By: Mike Maxwell
SCHAUMBURG, IL—As the dish at the reception desk remains full of bastardized Mounds bars, the Halloween hangover is in full effect for this independent little State Farm office. Nearly everyone in the office has been seen meandering around with their pockets lined with their kids’ trick or treating stash for weeks. It’s being reported that from depths of the beige walls, a moron, nay, a total asshat is already playing Christmas music at their desk.
It was but a mere four weeks ago that this corporate collective put aside their khakis and blouses for costumes and face paint. The Halloween potluck was a standard success that left trays of snacks in the kitchen well into the following week. Recent hire, Tony Porter postured, “How the hell am I supposed to eat this stale ass pumpkin sugar cookie when I hear the relentlessness of ‘The Little Drummer Boy’ coming from across the way?”
Long standing employees know this is unfortunately not a random occurrence. Carolyn Teague, the Office Manager, explained, it’s been Alex’s thing now for about five years. We’ve told him several times our owners are Jewish as a way to deter this annoyance, but nope, he still acts like a rogue easy listening station DJ.”
HR Manager Tonya Wallace welcomes such activity. “It is the time of year to be a bit more mindful of others and get into the spirit of caring. I really don’t need any more headaches than the typical, ‘be sure to add blue and white to all that red and green in the office!’ drama. That being said, the spirit of caring has become progressively more depressing to the American workforce.”

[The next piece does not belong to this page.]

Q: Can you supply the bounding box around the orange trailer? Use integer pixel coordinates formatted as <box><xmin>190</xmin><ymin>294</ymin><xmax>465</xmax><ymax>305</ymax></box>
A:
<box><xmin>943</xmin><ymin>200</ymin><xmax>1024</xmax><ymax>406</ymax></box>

As the calendar moves close to actually being December, the office splits into an east coast v. west coast rivalry where it’s the Noel’s against the ‘aww hell no’s!’ Seasonal depression, when partnered with an environment that is an obligation not a destination, only makes for a highly concentrated level of resentment for the Christ child’s birth during the hours of 8:00 a.m. – 5:00 p.m. If there’s one way to bring an office together, it’s to bury the happiness of an obnoxious colleague.
Providing a faith based soundtrack to the work day is just what everybody who gave up on their professional aspirations is wanting for eight weeks. He feels that deep down everyone really appreciates what he’s doing. Last reports indicate Alex’s Santa list decoration was vandalized with the word ‘obnoxious’ being written over nice.